Insensible Yindian playing with fire 1
Playing with fire 2
It’s the time of year when we especially connect to those like Manjula who slipped through our fingers. we do Pooja at home and some at the Kaveri riverside where I immersed Manjula’s ashes.
We stepped outside while Manjula came to get her fill. Then washed our hands and knocked on the door to warn her we were coming back inside.
Only then were we allowed to eat.

This annual Hindu event known in Mexico as the ‘day of the dead’ but of course, quite different, is known as Mahalaya Amavasya. We remember our loved ones and provide help and support for their journey to the next place. In our case to Manjula’s reincarnation.

Thank you to Sowbaghya, Satish and Vasanth for your loving kindness to Manjula. You made it very special.

Manjula and her good friend Ina have shared gifts of money and mycycle masks with each of our eight drivers who are finding it hard with very little business in these virus times.

Trees

Manjula wished to be reincarnated as a tree.
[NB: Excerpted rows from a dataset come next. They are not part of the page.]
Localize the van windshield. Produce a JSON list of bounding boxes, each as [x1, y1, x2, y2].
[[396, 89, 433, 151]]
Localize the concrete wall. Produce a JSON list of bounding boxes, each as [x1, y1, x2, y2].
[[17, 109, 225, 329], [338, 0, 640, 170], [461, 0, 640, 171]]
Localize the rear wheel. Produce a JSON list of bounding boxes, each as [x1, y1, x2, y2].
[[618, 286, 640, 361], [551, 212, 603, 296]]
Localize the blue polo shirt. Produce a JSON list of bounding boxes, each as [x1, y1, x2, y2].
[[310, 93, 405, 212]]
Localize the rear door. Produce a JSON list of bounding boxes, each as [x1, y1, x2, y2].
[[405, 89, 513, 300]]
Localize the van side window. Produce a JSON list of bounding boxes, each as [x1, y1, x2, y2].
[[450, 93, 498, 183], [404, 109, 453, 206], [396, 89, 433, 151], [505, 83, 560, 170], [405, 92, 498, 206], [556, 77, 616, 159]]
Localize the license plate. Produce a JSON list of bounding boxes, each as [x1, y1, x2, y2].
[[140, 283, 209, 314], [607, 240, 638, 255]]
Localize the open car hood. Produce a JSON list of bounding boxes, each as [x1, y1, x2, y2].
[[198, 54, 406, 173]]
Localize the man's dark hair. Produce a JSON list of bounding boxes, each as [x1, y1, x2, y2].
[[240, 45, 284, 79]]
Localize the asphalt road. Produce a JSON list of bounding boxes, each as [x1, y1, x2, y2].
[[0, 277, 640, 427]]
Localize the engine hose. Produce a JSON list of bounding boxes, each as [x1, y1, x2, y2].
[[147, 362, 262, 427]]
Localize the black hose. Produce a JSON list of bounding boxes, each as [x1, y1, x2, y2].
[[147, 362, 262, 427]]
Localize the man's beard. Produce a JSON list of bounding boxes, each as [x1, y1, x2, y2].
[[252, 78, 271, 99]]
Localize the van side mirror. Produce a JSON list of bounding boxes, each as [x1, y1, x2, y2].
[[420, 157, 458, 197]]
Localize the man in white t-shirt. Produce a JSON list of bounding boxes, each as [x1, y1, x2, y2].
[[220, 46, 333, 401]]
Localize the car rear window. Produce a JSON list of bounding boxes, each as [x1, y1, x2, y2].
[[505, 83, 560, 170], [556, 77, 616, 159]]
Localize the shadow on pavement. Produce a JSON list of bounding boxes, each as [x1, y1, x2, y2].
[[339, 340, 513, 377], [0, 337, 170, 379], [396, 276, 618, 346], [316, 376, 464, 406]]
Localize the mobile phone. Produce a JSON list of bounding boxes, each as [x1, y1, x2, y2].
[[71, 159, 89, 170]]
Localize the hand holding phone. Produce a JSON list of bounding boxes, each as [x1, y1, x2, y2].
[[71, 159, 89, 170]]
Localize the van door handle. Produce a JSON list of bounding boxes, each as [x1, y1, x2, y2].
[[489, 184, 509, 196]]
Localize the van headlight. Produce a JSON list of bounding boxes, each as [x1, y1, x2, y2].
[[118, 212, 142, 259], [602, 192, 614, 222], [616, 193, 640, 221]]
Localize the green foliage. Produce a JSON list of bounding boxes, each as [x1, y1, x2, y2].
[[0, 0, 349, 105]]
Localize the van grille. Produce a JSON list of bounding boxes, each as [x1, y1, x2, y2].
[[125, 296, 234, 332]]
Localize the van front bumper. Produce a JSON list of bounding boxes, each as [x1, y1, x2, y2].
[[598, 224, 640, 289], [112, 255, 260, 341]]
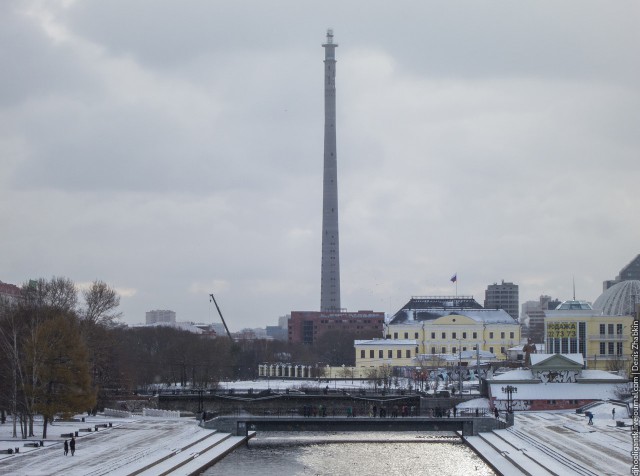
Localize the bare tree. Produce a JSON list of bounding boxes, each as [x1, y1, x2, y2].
[[80, 280, 122, 327], [22, 276, 78, 312]]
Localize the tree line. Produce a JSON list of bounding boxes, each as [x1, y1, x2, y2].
[[0, 277, 372, 438]]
She wanted to provide cover and and support to people. To me it reflected her strength and gentleness.

The Pongamia tree that Manjula wanted to be, as is the one outside our house.

I was reminded of this after reading a recent brain picking, with reference to a letter from D H Lawrence reflecting his love for trees.
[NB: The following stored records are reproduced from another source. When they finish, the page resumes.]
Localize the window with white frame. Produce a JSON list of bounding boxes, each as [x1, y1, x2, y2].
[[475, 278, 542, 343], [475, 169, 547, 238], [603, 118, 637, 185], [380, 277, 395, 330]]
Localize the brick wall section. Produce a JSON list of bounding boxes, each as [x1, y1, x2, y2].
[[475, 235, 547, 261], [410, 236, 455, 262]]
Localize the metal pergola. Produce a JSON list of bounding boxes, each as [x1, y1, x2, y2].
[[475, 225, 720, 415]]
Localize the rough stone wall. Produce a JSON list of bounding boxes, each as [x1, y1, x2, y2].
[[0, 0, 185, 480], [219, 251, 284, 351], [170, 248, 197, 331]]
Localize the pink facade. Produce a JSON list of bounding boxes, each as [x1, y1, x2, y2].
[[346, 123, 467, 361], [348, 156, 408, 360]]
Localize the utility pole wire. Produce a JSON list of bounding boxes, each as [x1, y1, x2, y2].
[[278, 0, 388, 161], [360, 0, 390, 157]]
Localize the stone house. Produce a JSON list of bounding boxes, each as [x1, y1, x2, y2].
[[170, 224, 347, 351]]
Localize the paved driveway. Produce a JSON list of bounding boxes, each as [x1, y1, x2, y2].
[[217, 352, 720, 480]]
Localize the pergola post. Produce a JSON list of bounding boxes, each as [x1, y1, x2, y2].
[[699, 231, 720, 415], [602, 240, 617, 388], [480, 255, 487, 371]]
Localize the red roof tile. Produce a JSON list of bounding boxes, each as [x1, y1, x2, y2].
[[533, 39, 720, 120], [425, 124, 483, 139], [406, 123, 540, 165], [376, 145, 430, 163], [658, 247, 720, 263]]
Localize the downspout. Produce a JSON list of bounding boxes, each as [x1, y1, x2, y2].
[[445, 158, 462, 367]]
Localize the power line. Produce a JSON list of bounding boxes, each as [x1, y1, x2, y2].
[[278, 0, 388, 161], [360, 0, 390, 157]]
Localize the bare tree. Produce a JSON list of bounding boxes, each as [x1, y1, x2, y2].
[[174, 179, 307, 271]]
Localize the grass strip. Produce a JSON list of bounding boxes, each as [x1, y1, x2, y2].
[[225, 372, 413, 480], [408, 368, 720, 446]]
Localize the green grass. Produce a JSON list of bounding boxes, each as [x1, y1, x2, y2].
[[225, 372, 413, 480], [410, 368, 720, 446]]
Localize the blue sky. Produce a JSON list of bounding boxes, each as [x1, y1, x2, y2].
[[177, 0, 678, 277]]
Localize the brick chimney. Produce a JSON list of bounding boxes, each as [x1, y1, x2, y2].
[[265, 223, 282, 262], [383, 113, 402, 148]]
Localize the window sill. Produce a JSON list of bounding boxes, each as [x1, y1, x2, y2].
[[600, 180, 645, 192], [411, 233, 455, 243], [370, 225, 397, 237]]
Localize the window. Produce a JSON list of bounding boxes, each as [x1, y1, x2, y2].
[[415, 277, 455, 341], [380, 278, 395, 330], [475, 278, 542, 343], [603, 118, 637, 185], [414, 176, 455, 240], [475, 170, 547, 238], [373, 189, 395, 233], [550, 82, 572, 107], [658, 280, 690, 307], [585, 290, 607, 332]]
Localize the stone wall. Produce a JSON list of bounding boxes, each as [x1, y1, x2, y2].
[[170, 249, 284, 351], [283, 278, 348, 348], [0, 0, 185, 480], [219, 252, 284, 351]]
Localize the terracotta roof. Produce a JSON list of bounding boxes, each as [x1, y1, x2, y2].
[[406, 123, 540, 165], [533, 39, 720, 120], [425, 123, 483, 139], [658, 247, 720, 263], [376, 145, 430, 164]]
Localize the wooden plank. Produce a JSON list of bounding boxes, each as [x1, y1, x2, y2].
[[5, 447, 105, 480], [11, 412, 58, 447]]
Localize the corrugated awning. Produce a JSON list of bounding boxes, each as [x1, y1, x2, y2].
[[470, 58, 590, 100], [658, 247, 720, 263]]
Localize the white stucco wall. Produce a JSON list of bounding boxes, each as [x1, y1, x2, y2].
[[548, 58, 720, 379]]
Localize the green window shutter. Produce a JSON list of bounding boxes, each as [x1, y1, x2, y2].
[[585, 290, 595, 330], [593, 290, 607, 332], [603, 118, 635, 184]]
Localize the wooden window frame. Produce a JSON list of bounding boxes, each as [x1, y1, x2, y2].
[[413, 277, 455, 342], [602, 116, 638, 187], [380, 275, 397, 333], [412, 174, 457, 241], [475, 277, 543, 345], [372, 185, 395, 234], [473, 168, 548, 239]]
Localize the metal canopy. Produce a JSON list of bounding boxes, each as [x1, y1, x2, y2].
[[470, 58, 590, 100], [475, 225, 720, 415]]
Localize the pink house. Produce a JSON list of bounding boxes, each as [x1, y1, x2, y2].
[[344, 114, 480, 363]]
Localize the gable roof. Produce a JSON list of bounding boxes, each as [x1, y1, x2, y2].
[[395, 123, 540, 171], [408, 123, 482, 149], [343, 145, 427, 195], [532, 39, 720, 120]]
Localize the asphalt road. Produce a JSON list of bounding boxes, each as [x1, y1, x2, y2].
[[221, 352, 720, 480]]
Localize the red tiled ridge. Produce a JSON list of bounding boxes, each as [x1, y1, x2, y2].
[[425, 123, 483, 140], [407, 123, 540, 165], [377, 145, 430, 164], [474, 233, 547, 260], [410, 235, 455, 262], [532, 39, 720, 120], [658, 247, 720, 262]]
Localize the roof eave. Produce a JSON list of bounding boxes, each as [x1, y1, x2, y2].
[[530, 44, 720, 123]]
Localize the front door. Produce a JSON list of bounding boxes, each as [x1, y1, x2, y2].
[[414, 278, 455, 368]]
“To walk among trees is to be reminded that although relationships weave the fabric of life, one can only be in relationship — in a forest or a family or a friendship — when firmly planted in the sovereignty of one’s own being, when resolutely reaching for one’s own light.”

That’s so my Manjula. It’s a lesson she leaves me with. As she now waits for me to lift myself from my bed of lethargy and act.

A century ago, Hermann Hesse contemplated how trees model for us this foundation of integrity in his staggeringly beautiful love letter to trees — how they stand lonesome-looking even in a forest, yet “not like hermits who have stolen away out of some weakness, but like great, solitary men, like Beethoven and Nietzsche.” Celebrating them as “the most penetrating preachers,” he reverenced the silent fortitude with which “they struggle with all the force of their lives for one thing only: to fulfill themselves according to their own laws, to build up their own form, to represent themselves.”

again I’m so reminded of MAnjula, her own strength, independence and gentle kindness.

A Manjula plaque fixed to our tree on her birthday.

“A supreme challenge of human life is reconciling the longing to fulfill ourselves in union, in partnership, in love, with the urgency of fulfilling ourselves according to our own solitary and sovereign laws. Writing at the same time as Hesse, living in exile in the mountains, having barely survived an attack of the deadly Spanish Flu that claimed tens of millions of lives, the polymathic creative force D.H. Lawrence (September 11, 1885–March 2, 1930) took up the question of this divergent longing with great subtlety and splendor of insight in his autobiographically tinted novel Aaron’s Rod (free ebook | public library), rooting the plot’s climactic relationship resolution in a stunning passage about trees.”


The fact is I’m able to find references to Manjula anywhere and everywhere. “A single act of kindness throws out roots in all directions, and the roots spring up and make new trees.”